Before him, in fifty-two separate parts, sat his Colt Government Model, 1928 Commercial Variation, 157345C. Each of the fifty-two had been inspected for wear, oiled lightly, and dried off. Now he worked with a fine-grain needle file, doing the little things that could be done to turn the pistol into as smooth an operator as possible. He took just a few grains of steel off the ninety-degree angle at the cusp of the frame, where the cartridge rode from magazine to chamber under the propulsion of the slide’s forward motion.
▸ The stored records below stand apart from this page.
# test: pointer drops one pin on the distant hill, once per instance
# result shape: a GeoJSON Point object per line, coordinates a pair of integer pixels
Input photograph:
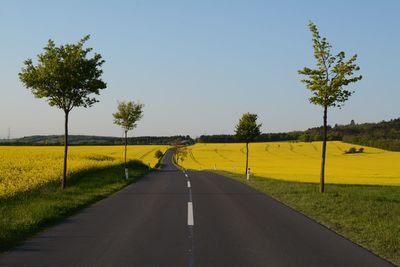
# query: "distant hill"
{"type": "Point", "coordinates": [43, 140]}
{"type": "Point", "coordinates": [384, 134]}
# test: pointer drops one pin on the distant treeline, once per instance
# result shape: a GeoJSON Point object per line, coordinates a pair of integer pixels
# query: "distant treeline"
{"type": "Point", "coordinates": [385, 135]}
{"type": "Point", "coordinates": [54, 140]}
{"type": "Point", "coordinates": [266, 137]}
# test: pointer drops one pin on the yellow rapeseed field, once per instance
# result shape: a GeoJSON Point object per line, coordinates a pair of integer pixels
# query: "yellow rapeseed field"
{"type": "Point", "coordinates": [25, 167]}
{"type": "Point", "coordinates": [298, 161]}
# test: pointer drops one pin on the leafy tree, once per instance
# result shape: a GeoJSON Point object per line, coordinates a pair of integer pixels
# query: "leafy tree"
{"type": "Point", "coordinates": [181, 154]}
{"type": "Point", "coordinates": [66, 77]}
{"type": "Point", "coordinates": [127, 116]}
{"type": "Point", "coordinates": [327, 81]}
{"type": "Point", "coordinates": [246, 131]}
{"type": "Point", "coordinates": [158, 155]}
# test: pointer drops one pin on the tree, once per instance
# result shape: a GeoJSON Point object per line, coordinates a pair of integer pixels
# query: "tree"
{"type": "Point", "coordinates": [66, 77]}
{"type": "Point", "coordinates": [127, 116]}
{"type": "Point", "coordinates": [246, 131]}
{"type": "Point", "coordinates": [158, 155]}
{"type": "Point", "coordinates": [326, 82]}
{"type": "Point", "coordinates": [181, 153]}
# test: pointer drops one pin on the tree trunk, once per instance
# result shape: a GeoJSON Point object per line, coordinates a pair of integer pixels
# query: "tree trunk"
{"type": "Point", "coordinates": [125, 165]}
{"type": "Point", "coordinates": [324, 137]}
{"type": "Point", "coordinates": [247, 157]}
{"type": "Point", "coordinates": [64, 180]}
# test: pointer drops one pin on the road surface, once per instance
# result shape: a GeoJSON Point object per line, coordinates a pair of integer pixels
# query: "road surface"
{"type": "Point", "coordinates": [172, 218]}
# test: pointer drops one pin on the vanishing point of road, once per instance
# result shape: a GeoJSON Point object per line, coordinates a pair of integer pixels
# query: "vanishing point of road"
{"type": "Point", "coordinates": [176, 218]}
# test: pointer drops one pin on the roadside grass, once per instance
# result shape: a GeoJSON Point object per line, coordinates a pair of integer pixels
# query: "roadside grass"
{"type": "Point", "coordinates": [28, 213]}
{"type": "Point", "coordinates": [367, 215]}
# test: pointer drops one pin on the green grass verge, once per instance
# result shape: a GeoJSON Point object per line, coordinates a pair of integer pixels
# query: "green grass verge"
{"type": "Point", "coordinates": [367, 215]}
{"type": "Point", "coordinates": [30, 212]}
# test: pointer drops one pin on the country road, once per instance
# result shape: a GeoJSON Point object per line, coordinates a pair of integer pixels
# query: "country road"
{"type": "Point", "coordinates": [176, 218]}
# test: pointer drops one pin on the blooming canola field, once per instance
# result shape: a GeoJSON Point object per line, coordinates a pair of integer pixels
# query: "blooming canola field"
{"type": "Point", "coordinates": [299, 161]}
{"type": "Point", "coordinates": [26, 167]}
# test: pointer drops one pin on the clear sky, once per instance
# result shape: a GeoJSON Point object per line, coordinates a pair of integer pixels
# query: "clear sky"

He wanted to break the sharpness of degree a tiny bit so that no burr from a cartridge — they had already been inspected, of course, twenty-one government-issue .45 hardballs from the Springfield Armory, Springfield, Massachusetts, already fit into three likewise inspected magazines — could catch during the firing transaction. It took a while, and a great deal of judgment, because too much made the passage tricky. When he was satisfied, he moved on to work the sharp edge of the sear, where the disconnector pivoted under the trigger pull to remove it from its nook and thereby drop the hammer. Again, the harshness of the angle was just a bit too much and he gently softened it into a blur, which reduced the trigger pull from six pounds to two and a half, though still leaving enough metal to guarantee the hold’s security.
“Charles, what’re you doing?” asked Ed Hollis, who, though a competent armorer, had never seen the inside of the frame before.
“If I have to draw and shoot fast for blood,” Charles said, “I want the one-in-a-million chance the gun will hang up on me reduced to one-in-a-billion.”
“Can you do it to my Super .38?”
“Not today. Sometime in the future.”
“Got it,” said Ed.
After an hour of careful work, everything wiped clean, and wiped clean again, Charles swiftly reassembled 157345C, making sure all pins were centered, all screws were tightened up to the max, and that function was perfect. Then he reached into a paper cup and withdrew a six-inch piece of rawhide from its soak in the water.
Again, carefully and with much dexterity, he looped it around the pistol grip, including the grip safety, a shoulder of metal that emerged from the curve under the sweep of the hammer well and had to be depressed by a proper placement of hand to gun for the weapon to go bang . It was one of three safety systems John M. had designed into the piece. He pulled the loop tight, flattening the grip safety in the off position, tied a knot, then called Ed over.
“Not your finger, but hold this knot tight with a screwdriver or something.”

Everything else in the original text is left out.